Yalçın Bayer: Eğer bulanlar Türk olsaydı...

Yalçın BAYER
Haberin Devamı

Hürriyet'teki 'Fonetik alfabe' (20.11.1999) haberini okuyoruz: ‘‘Dünyanın bilinen en eski fonetik alfabesi Mısır'da bulundu. Eski Mısır hiyeroglifleri ile daha sonra kullanılan fonetik alfabeler arasında bir dönemde kullanıldığı sanılan alfabe, 3800 yıllık. Mısır'da Krallar Vadisi'nde ortaya çıkartılan tabletlerin üzerideki yazı da henüz bilinmiyor. Yale Üniversitesi uzmanları, tabletlerde kullanılan dilin Akat dili ve İbranice'ye benzediğini düşünüyor.’’

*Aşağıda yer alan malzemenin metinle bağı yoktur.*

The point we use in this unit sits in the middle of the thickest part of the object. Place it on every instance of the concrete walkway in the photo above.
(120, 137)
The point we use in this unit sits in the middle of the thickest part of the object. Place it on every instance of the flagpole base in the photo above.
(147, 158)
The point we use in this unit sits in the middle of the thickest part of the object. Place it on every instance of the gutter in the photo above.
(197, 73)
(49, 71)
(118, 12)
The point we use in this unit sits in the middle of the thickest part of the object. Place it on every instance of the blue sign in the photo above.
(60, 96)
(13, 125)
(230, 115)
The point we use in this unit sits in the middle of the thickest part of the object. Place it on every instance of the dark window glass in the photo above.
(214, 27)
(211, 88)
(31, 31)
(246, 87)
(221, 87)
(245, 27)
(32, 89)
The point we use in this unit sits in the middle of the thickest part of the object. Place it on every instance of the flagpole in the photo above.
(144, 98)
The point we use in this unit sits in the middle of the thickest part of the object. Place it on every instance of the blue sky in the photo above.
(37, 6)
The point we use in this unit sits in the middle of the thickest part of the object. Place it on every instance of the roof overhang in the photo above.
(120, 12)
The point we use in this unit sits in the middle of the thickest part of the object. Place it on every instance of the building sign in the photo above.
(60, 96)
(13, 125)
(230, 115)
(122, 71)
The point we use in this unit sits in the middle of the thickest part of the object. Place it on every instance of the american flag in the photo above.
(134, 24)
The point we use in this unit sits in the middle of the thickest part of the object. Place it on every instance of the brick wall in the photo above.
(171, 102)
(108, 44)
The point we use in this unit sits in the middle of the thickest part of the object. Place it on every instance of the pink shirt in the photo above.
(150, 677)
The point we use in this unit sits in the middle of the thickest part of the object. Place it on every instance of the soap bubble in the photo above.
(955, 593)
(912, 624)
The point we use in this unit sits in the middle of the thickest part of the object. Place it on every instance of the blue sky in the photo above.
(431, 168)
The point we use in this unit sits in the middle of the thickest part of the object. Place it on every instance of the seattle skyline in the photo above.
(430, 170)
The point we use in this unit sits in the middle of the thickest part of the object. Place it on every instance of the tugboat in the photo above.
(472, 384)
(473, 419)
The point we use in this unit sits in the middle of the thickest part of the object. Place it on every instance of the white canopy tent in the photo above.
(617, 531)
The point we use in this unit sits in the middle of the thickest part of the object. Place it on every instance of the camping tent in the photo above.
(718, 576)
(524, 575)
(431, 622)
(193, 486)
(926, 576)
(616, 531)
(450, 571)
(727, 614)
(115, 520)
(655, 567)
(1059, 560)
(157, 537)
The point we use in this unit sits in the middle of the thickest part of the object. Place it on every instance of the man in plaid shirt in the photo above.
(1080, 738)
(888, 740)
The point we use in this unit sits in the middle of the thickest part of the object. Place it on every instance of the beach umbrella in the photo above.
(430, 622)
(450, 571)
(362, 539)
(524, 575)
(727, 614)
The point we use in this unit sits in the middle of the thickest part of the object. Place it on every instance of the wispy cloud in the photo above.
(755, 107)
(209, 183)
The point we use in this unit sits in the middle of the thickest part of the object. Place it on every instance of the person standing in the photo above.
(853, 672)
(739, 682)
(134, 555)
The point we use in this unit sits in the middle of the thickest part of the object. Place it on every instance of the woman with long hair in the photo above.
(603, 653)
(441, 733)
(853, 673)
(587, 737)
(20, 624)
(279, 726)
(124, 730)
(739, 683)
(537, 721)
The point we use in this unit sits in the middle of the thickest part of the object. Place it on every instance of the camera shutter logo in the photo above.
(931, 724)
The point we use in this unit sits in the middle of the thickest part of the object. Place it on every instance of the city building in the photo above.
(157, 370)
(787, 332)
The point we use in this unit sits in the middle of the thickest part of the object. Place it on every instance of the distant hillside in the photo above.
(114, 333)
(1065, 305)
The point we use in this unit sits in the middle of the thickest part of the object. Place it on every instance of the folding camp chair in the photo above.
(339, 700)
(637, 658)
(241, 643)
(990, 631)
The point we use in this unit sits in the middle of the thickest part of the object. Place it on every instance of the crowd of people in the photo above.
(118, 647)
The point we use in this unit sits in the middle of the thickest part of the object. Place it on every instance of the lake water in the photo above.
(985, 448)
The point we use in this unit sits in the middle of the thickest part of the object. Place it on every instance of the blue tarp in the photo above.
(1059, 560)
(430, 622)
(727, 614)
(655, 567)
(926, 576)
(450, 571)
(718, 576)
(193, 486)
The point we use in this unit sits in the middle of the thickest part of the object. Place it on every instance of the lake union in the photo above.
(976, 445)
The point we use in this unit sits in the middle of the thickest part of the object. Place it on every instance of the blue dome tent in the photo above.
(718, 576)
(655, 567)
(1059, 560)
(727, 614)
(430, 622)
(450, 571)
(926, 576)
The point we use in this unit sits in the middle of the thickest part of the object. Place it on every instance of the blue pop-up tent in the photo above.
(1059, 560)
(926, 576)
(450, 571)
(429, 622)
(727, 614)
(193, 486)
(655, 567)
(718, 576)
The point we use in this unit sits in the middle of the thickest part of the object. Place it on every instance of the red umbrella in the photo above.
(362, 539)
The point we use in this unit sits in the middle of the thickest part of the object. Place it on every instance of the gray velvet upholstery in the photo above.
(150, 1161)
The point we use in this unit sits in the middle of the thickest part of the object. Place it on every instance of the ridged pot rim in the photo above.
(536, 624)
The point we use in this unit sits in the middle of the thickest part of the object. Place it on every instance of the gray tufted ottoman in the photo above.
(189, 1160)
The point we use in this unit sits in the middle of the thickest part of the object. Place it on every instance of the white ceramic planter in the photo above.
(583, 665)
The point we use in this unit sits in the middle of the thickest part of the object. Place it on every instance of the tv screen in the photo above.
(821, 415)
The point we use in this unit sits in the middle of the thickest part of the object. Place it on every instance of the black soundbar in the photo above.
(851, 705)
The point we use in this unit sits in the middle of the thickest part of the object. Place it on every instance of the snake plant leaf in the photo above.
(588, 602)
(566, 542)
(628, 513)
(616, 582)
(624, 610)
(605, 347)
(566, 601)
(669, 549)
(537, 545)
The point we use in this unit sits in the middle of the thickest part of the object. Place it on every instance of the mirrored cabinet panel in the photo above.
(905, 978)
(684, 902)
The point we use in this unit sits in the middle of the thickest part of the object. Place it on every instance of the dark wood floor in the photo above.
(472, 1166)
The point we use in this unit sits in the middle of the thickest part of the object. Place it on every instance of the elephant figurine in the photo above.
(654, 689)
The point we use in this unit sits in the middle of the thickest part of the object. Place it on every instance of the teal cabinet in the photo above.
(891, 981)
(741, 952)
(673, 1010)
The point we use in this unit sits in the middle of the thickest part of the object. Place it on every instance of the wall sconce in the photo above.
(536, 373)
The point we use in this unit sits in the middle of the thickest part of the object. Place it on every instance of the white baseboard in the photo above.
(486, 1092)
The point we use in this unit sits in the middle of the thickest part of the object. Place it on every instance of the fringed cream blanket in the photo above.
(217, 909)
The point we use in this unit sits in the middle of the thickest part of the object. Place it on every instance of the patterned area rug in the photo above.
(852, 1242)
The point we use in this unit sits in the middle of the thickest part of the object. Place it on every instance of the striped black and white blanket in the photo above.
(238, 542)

Paris'ten Haluk Tercan arıyor:

‘‘Dünyanın en eski bilinen fonetik alfabesi Mısır'da bulunmuş, 3800 yıllık imiş. Bulanlar iki Amerikalı araştırmacı... Eğer bunu bir Türk bulsaydı; acaba gazetelerimiz bundan söz ederler miydi? Yoksa, Batı karşısındaki ezikliğimiz ve kendimize güvensizliğimiz sonucu inanmamak yolunu seçip, buna sırtlarını mı dönerlerdi? Deneyelim ve bir Türk'ün -Kazım Mirşan- bu konudaki bulgusundan söz edelim:

Mısır'da bulunan fonetik abece, İ.Ö. 3000'de Erzurum'daki Cunni mağarasında örneklerini gördüğümüz İSUB-ÖG tipi ön-Türk abecesi olmalıdır. Adı, bu dönemde Ön-Türkçe OT-OG olan Mısır'a buradan gitmiştir. Mısır'da bilinen ve ondan asla söz edilmeyen hiyerogliflerden önce mevcut 22 harflik bir abece vardır. Bu alfabeden pek çok şekil hiyerogliflere, anlam değiştirerek geçmiştir. Bu nedenle bilirkişilerin(!) okuyamadığı bazı kartuşlar mevcutturlar ki, bu kartuşlar yukarda sözünü ettiğimiz aynı Türk tarafından ön-Türkçe olarak okunmuşlardır.’’

Amerikalı araştırmacılar, Erzurum'un Karayazı ilçesindeki Cunni mağarasında bir takım resim ve yazıları ortaya çıkaran filolog Hamit Zübeyir Koşay; bu alfabeyi okuyup çözenin de en eski Türkçe metinler üzerinde çalışan Proto Türkçe Uzmanı Kazım Mirşan olduğunu neden araştırıp öğrenmiyorlar? Yoksa öğrenmek mi istemiyorlar?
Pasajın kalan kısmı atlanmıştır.